Uns Frauen begleitet die Angst tagtäglich. Angst gehört zu unserem Leben. Und das ist erschreckend und schrecklich zugleich. Denn das Gefühl der Angst ist kein schönes Gefühl. Es lähmt und macht unfrei. Wir verhalten uns anders, wenn wir Angst haben, sind nicht wir selbst. Und das ist schlimm. Noch schlimmer ist es, dass wir uns daran gewöhnt haben, dass zum Frausein offenbar dazu gehört, in ständiger Begleitung einer Angst zu leben.

Jede Frau weiß, wie es ist, wenn sie im Dunkeln mit Herzrasen und verschwitzten Händen an einer Gruppe von Männern vorbeiläuft und hofft, dass sie nicht bemerkt wird. Oder wenn sie allein durch den Wald joggt und Schritte hinter sich hört, sich umdreht und feststellt, dass jemand näherkommt. Der erste Gedanke ist dann nicht: „Oh, der ist offenbar schneller als ich“, sondern „will der mir etwas antun?“ Wie erleichternd ist es dann, zu bemerken, dass man von einer Frau überholt wird. Keine Gefahr. Alles ist gut. Für dieses Gefühl opfern wir gern unseren Ehrgeiz.

Zu einem – im Ergebnis gruseligen – Gedankenexperiment hat die Influencerin Isabell Gerstenberger ihre Follower aufgerufen. Sie bat die Frauen, sich vorzustellen, was sie machen würden, wenn es 24 Stunden keine Männer gäbe. Ebenso bat sie ihre männlichen Follower sich vorzustellen, was sie täten, wenn es 24 Stunden keine Frauen gäbe.

Die Antworten könnten nicht unterschiedlicher sein. Während sich die Männer langweilten, auf ihre Frauen warteten oder sich mit ihren vergebenen Kumpels verabredeten, fühlten sich die Frauen von der Vorstellung wie befreit. Die meisten Frauen schrieben, sie könnten endlich nachts ohne Angst draußen sein. Diese Einschätzung ist erschreckend. Auch, weil sie deutlich macht, wie unterlegen wir Frauen uns den Männern noch immer fühlen. Trotz aller Debatten und jahrzehntelanger Kämpfe um Gleichberechtigung, haben wir Angst. Sich sicher zu fühlen, ist offenbar ein Privileg der Männer.

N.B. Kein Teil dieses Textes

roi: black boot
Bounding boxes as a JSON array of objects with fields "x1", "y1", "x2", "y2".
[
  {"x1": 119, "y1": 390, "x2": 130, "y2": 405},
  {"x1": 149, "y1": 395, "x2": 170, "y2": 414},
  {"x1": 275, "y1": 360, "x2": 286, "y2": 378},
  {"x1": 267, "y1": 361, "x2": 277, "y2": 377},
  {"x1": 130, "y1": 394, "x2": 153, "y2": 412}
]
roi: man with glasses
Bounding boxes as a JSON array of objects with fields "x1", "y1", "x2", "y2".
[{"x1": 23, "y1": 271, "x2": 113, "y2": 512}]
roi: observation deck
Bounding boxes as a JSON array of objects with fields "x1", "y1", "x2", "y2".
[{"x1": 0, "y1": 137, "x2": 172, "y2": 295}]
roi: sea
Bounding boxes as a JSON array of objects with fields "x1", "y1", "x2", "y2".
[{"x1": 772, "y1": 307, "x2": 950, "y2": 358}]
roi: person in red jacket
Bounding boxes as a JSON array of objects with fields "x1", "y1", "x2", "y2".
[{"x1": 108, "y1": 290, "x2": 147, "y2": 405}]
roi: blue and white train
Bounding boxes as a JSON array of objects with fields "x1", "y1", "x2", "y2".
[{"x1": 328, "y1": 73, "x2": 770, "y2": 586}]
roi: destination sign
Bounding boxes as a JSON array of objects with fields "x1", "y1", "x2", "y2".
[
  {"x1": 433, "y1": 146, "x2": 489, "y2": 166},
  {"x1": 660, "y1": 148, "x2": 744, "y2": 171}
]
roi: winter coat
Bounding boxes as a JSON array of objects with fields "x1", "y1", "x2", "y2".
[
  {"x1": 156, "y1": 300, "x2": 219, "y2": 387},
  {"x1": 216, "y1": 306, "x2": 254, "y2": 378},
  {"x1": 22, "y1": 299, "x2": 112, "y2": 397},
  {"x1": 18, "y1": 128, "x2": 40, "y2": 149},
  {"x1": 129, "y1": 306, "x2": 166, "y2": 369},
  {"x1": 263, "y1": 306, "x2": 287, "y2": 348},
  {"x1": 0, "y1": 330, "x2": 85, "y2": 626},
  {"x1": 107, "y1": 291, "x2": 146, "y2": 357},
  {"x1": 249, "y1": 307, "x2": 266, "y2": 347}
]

Warum Frauen Angst haben müssen – Die Realität

Es gibt Gefühle, die hat man einfach so. Für viele gibt es einen guten Grund. Und manchmal gibt es diesen nicht, jedenfalls nicht aktuell, sondern vielleicht nur einen kleinen Auslöser, der uns an etwas erinnert, das wir besser fürchten sollten. Bei unserer Angst verhält es sich so: Wir haben sie aus gutem Grunde, es gibt reale Fakten, die uns ängstigen, es gibt Auslöser, die uns daran erinnern, und es gibt das kollektive Gedächtnis der Frauen, das uns über Generationen hinweg die Angst in die Wiege legt.